The story is a familiar one: the three-time champion a cappella group the Bellas are stripped of their right to compete after accidentally flashing the president of the United States at an event. Through a loop-hole, though, they are able to re-establish their legitimacy if they win the World Championship of a cappella singing, which the American team has never done. Despite how absurd this all sounds, the film takes plenty of breaks to allow a character or two to comment on how ridiculous this professional a cappella nonsense is, which I found quite amusing. The movie never really takes itself too seriously, and once again Elizabeth Banks and John-Michael Higgins show up in their announcers roles to provide some funny moments (far more than in the original, in fact).
I will also remark that as a directorial debut, Elizabeth Banks performs quite admirably. It is very easy for an actor/producer-turned director to struggle with pacing issues, directing the actors of the film, and flat shot compositions, especially with a sequel but Pitch Perfect 2 contains none of these. And, while I am aware that the original Pitch Perfect was very much the brainchild of Banks, this sequel has me very interested in watching her tackle something not featuring a cappella mashups. I was one of the dozens (dozens!) who actually liked Walk of Shame (12% on Rotten Tomatoes!), and I have always been a fan of Banks, so here’s to hoping she continues to succeed.
Finally, I will point out that while Rebel Wilson, Anna Kendrick, and the other Bellas each perform very well and have some funny lines, the cameos parts absolutely make this movie. David Cross injects some really weird energy into this film’s version of the a cappella singing party game (like the sing-off from the first film, only this is more structured and contains the Green Bay Packers, which played very well here to the Madison, Wisconsin crowd). Keegan-Michael Key probably steals the entire movie with his portrayal of a music producer that Becca is interning for, despite the fact that he has maybe four scenes. And the two fuhrers of the major competition to the Bellas, Das Sound Machine, are both funny and energetic, though Becca’s struggle to appropriately insult them in light of her clear attraction to them does get a little tiresome.
Overall, Pitch Perfect 2 is an ensemble movie about ensemble singing. It was never going to be challenging or stray too far from what made the original successful, and its thematic offerings are the fairly bland and expected notions of friendship and working together (to be fair, you could say something similar about the other flagship sequel of this summer blockbuster season).

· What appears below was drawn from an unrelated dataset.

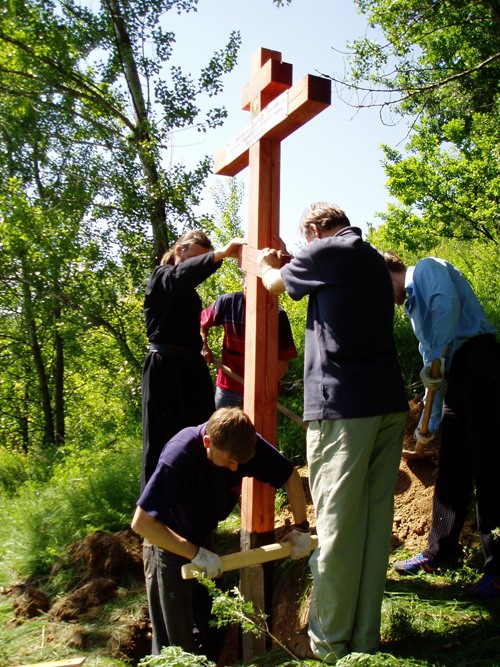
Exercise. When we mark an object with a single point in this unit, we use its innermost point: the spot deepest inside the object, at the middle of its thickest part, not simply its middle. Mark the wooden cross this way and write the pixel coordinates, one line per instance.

But, I feel like this entry successfully trimmed some of the fat of the first film and played up the strengths. In particular, the relationship drama is toned way down, allowing us to focus more on interactions between good characters and other fun things. If you’ve seen the original and find yourself on the fence, I would actually recommend giving Pitch Perfect 2 a viewing, as it definitely has far more to offer than most comedy sequels.